Got it, thanks! I might be making it more complicated in my brain than it actually is for some reason. I initially copied the CA certificate from one server to another and thought that was all I needed then read about it on this forum and chia_recompute_server looks like the answer as my chia1_main server started to throw stale partials so I need to start moving plots to my chia2 server. I only have two servers.

Ok, so I think this should work

Machine A chia1_main RTX4070S 192.168.3.3
./chia_recompute_server
./chia.bin start farmer

Machine B chia2 RTX306012Gb 192.168.3.2
./chia_recompute_server
CHIAPOS_RECOMPUTE_HOST=192.168.3.3
./chia.bin start farmer

Is there any way to monitor how is the Machine B utilized and this process actually working? I try to use nvtop to see if it has any spikes on GPU utilization but it looks pretty flat so far with only 70plots, I’m moving more now.

Thanks

Your both boxes point to box A (…3.3) for recompute (CHIAPOS_…); therefore, your recompute on box B will not be used at all, no need to start it (the box B harvester talks directly to recompute on box A). So, nvtop on box B will be flat.

By saying load balance (the other post) you imply that you want to use 2 GPUs (from both boxes) at the same time. If you want to use just 1 card it is more like centralize load processing (what you have right now). So, which one scenario you want to implement?

Hi Jacek, thanks for going over it. The goal is to have plots that are on Machine B to be processed on GPU on Machine B, and plots on Machine A to be processed on GPU on Machine A. I’ll manage load balancing of plots by moving them between two netapps manually to make sure I’m not getting any stale partials.

Ok, corrected the IP, would this work on machine B?

Machine A chia1_main RTX4070S 192.168.3.3
./chia_recompute_server
./chia.bin start farmer

Machine B chia2 RTX306012Gb 192.168.3.2
./chia_recompute_server
CHIAPOS_RECOMPUTE_HOST=192.168.3.3
./chia.bin start farmer

Thanks

That looks like what you had in mind. Although, for that setup there is no need for CHIAPOS_RE… on box B (if there is no CHIAPOS… env-var, harvester will default to a local recompute server).

However, think about recompute as your friend that will do some extra work for you and again that it is completely independent from your farm setup.

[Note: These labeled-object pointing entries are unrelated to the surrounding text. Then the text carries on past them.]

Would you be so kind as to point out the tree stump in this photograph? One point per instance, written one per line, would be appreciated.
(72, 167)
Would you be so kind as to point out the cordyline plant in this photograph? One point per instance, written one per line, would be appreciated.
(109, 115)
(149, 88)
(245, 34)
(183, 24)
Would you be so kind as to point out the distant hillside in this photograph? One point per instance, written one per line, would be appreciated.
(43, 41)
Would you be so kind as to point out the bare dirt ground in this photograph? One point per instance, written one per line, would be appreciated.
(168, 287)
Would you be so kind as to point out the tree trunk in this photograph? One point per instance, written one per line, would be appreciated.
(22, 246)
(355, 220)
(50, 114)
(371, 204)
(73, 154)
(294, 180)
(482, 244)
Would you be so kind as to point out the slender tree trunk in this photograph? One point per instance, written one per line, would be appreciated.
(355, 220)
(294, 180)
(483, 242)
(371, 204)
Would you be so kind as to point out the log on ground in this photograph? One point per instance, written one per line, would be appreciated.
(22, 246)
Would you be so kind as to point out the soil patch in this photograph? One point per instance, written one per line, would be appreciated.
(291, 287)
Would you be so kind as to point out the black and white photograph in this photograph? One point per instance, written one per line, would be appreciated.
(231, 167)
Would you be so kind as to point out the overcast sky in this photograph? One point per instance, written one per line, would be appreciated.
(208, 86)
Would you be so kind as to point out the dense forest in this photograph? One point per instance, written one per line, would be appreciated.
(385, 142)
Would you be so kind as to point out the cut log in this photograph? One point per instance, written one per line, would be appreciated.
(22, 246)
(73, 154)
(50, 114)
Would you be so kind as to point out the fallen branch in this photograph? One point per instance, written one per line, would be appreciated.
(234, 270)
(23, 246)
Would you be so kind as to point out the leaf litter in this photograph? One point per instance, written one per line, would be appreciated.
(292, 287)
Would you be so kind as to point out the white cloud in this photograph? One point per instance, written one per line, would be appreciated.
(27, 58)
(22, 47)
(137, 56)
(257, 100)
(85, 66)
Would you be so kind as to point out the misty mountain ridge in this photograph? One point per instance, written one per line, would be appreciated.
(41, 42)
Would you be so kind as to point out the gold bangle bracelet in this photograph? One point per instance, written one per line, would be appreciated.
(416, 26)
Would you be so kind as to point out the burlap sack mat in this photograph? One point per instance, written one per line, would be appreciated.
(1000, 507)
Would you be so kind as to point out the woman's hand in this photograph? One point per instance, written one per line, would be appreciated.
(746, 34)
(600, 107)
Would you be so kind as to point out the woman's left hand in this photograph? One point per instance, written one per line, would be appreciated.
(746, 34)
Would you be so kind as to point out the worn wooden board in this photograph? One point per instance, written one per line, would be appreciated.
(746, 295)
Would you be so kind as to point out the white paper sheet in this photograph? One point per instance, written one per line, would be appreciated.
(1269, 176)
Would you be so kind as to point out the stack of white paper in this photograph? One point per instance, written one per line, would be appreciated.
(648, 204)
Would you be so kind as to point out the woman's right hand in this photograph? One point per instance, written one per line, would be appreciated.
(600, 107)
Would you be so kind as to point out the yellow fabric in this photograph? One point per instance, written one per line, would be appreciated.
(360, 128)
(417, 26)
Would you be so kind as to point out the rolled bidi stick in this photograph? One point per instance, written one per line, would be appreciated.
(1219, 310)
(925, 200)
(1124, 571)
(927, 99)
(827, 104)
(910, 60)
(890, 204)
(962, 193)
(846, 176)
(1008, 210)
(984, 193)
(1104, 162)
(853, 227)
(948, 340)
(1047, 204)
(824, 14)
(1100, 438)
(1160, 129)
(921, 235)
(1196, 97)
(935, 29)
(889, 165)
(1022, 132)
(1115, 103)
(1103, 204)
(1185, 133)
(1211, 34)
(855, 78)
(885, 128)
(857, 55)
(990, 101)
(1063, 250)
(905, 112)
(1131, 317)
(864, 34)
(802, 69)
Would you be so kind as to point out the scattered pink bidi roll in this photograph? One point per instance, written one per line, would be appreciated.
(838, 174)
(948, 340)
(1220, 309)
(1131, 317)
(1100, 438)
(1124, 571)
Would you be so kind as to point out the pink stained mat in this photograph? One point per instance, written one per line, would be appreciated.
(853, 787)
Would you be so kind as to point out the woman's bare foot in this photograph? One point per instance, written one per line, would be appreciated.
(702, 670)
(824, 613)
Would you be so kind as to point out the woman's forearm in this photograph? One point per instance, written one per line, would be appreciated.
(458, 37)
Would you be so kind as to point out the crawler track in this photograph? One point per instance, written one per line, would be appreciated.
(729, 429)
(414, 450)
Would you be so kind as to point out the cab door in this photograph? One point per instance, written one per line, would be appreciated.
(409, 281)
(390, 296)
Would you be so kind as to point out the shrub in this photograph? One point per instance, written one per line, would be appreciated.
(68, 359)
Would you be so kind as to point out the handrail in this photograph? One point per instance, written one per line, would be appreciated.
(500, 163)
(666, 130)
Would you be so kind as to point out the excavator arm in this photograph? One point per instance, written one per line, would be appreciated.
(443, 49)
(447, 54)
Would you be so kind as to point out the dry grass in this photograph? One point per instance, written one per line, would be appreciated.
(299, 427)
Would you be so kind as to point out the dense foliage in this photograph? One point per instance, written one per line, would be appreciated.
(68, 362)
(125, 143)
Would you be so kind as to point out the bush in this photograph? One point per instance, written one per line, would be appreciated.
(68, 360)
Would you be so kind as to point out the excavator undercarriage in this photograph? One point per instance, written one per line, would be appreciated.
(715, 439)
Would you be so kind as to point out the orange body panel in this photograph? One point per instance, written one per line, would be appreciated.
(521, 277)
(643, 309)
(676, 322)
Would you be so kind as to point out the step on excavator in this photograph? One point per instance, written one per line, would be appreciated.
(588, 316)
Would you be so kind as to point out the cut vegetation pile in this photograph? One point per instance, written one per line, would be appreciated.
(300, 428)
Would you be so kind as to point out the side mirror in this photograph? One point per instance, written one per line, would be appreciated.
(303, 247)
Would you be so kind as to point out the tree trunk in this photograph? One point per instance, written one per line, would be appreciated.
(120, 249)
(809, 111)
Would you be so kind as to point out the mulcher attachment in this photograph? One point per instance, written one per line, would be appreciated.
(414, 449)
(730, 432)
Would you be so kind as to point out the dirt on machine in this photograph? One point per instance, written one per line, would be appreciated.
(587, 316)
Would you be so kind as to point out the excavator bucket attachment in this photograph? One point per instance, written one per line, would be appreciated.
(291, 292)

What I mean is that if you set recompute to do load balancing, you will need to worry less about how you balance your plots, how GPUs are being used.

So, that would be my preferred setup:

Machine A / chia1_main / RTX4070S / 192.168.3.3
./chia_recompute_server
CHIAPOS_RECOMPUTE_HOST=192.168.3.2,192.168.3.3
./chia.bin start farmer

Machine B / chia2 / RTX306012Gb / 192.168.3.2
./chia_recompute_server
CHIAPOS_RECOMPUTE_HOST=192.168.3.2,192.168.3.3
./chia.bin start farmer

Also, I would run recompute and farmer in separate shells. This way, whether you need to stop the farmer, do some other thing, local recompute will still serve the other box. Basically, because of that I switched to that systemd setup for recompute (don’t need to worry about running it anymore). Also, I think that systemd will restart it, if for any reason it would crash (haven’t see it crash yet, though).